После краткого колебания татары под гул медных труб и удары бубнов снова двинулись вперед, выставив перед собой пики.
Русские ряды тоже шевельнулись. Но никто не побежал. Наоборот, многие смельчаки поднялись с луками и щитами.
Якум, вернувшийся с дружинниками после первой рукопашной рубки, соскочил с лошади, голосом и движениями рук заставил ее повалиться боком на снег. Послушная и обученная лошадь лежала, будто уснувшая.
Укрывшись за ней, Якум расчехлил лук, опробовал зазвеневшую тетиву.
Якум наложил и выпустил первую стрелу.
Она вспорола морозный воздух и канула где-то в строю татар.
После этого стрелы Якума полетели одна за другой. Три всадника почти одновременно опрокинулись навзничь. Двое рухнули в снег. Один зацепился за стремя, и обезумевшая лошадь поволокла его по серому льду Сити.
Не все еще воины успели колчаны расчехлить по примеру Якума, а он уже расстрелял все свои двадцать четыре стрелы до единой, после чего сбросил с себя тулупчик, оставшись в одной нательной кольчуге, голосом поднял лошадь и подвел ее к великокняжескому стягу.
— Княже, твой длинный меч хорош, но тяжел для долгой рати.
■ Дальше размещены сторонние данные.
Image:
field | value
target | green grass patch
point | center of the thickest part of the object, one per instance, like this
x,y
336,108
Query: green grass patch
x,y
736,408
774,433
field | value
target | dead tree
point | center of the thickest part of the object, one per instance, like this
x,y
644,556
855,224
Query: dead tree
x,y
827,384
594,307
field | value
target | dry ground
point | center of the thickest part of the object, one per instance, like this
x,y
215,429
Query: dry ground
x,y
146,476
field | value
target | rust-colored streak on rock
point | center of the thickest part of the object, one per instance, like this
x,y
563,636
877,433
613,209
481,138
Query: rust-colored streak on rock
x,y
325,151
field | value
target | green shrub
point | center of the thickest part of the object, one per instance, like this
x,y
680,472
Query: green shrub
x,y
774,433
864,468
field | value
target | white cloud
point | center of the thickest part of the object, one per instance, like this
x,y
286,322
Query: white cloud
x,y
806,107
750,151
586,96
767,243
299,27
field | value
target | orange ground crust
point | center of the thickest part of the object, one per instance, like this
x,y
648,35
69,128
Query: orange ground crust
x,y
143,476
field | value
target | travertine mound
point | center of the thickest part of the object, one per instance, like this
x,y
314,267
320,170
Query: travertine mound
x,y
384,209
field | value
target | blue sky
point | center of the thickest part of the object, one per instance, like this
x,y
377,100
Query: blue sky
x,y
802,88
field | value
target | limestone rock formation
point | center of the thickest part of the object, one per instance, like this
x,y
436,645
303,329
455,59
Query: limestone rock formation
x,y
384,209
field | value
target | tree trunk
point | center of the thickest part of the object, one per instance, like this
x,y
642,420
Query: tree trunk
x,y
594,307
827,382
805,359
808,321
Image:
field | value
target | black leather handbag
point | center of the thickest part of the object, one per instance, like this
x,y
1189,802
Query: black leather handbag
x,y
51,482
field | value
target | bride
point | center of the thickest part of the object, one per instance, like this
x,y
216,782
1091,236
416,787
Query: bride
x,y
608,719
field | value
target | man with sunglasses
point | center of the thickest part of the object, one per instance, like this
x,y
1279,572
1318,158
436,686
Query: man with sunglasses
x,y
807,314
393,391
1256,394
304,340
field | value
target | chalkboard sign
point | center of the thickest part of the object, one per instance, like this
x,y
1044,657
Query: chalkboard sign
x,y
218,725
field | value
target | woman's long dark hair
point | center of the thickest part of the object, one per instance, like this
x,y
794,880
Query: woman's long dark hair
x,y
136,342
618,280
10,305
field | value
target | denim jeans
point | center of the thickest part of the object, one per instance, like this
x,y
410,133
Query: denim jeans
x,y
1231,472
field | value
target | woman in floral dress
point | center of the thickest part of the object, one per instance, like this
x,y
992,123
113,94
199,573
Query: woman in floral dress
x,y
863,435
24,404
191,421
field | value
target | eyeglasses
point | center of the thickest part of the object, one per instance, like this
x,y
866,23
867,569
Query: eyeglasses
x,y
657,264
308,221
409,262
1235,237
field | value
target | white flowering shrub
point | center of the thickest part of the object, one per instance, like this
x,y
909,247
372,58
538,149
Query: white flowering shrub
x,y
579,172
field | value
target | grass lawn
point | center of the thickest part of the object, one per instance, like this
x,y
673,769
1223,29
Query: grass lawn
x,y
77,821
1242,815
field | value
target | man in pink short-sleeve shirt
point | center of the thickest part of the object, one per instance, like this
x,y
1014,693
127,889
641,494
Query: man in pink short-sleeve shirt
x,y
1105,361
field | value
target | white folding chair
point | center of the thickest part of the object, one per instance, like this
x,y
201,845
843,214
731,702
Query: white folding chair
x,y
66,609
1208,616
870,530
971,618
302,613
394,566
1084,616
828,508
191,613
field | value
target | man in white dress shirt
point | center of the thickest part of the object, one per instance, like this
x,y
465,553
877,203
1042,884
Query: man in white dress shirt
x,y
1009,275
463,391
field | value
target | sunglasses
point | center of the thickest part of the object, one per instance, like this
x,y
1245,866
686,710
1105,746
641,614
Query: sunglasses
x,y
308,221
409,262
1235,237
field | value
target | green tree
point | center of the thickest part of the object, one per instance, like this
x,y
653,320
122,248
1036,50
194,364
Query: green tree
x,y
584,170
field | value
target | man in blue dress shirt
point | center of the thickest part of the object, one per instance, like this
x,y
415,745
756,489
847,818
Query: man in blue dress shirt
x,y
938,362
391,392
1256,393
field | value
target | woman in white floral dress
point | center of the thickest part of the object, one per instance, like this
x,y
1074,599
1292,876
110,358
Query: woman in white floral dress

Возьми мой. — Якум с хрустом выдернул из ножен свой знаменитый харалужный меч, отобранный когда-то у половецкого хана, протянул Юрию Всеволодовичу. — А твой давай мне, поменяемся на счастье и удачу.
Подняв над головой княжеский, с рукоятью на полторы руки меч, Якум ринулся прямо в гущу врагов, будто решил, что уж достаточно ему самому жить и теперь остается одно — забрать как можно больше татарских жизней.
— Постой! — пытался остановить его Юрий Всеволодович.
Но Якум не слышал или не хотел слышать. Он врубился в чужие ряды, бросил поводья, взял меч сразу двумя руками и принялся размахивать им без останову и роздыху, не разбирая, где кони, где люди.
Много врагов порубил он. Никто не смог одолеть его в рукопашной. Но тучи стрел накрыли Якума. Иные застревали в мелких кольцах его кольчуги. Иные же были смертельны. Каждая из множества была смертельна.
Он упал на укрытый снегом защитный вал. Кровь струями стекала по кольчуге на длинную, до колен рубаху с вышивкой по подолу — последней памятью о жене, умерщвленной вместе с детьми во Владимире. Якум еще пытался подняться, но лишь царапал пальцами жесткий, не тающий в руке снег.
Своим порывом Якум увлек находившихся в некоем оцепенении всадников. Каждый ощутил в своей душе не только отвагу и решимость, но неодолимую ярость, которая заставляет человека драться до конца, не помышляя о смерти, даже не испытывая боли от ран, ударов и ссадин.